The first study focuses on generating diverse and efficacious health messages. It develops a system called "Directed Diversity" that uses word embeddings to automatically select diverse example prompts to show to crowd workers, who then write messages based on those prompts. Through a series of user studies, the researchers found that Directed Diversity led to more diverse and informative messages compared to baseline conditions.
The second study examines the effect of a health chatbot's conversational style on user perceptions and the quality of information shared. Two user studies on Amazon Mechanical Turk found that users perceived a chatbot using a formal conversational style as more competent and appropriate, especially when discussing sensitive medical information. Users also provided more specific and actionable responses when conversing with a formally-styled chatbot.

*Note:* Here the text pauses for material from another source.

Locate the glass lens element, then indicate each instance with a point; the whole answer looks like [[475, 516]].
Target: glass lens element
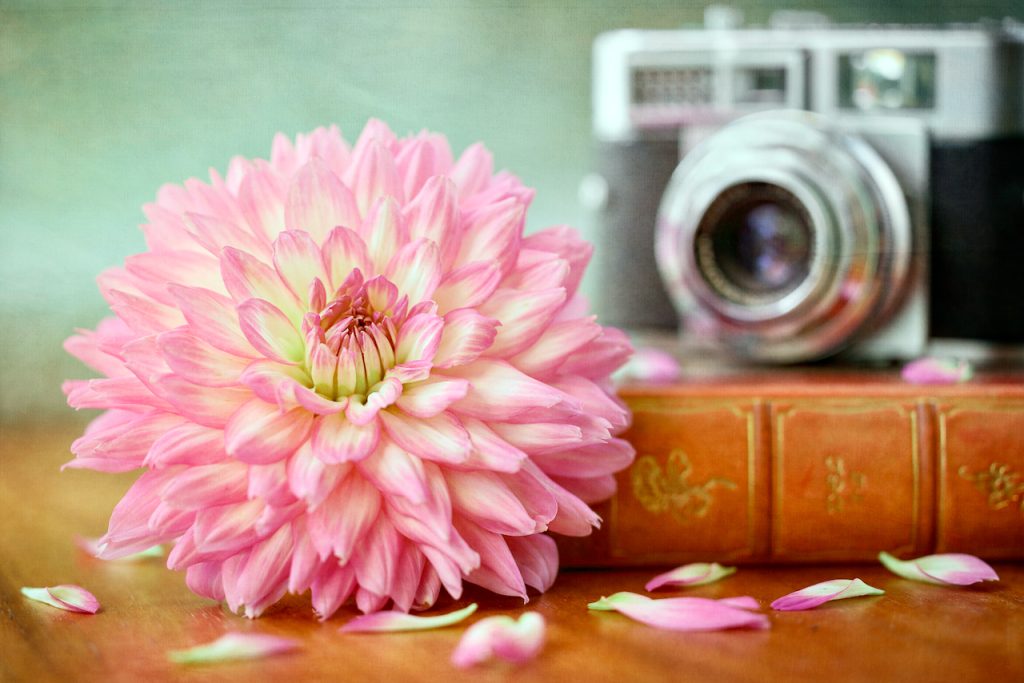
[[755, 244]]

The final study investigates how a chatbot should reference a user's previous utterances. A three-week longitudinal study found that while users found chatbots that referenced previous utterances (either verbatim or paraphrased) more intelligent and engaging, the verbatim referencing also raised privacy concerns. Interviews provided further insights on user preferences and concerns.
Overall, this work demonstrates that generating diverse health messages, adopting an appropriate formal conversational style, and referencing previous user utterances in a paraphrased manner can improve the effectiveness of text-based computer-delivered health messaging.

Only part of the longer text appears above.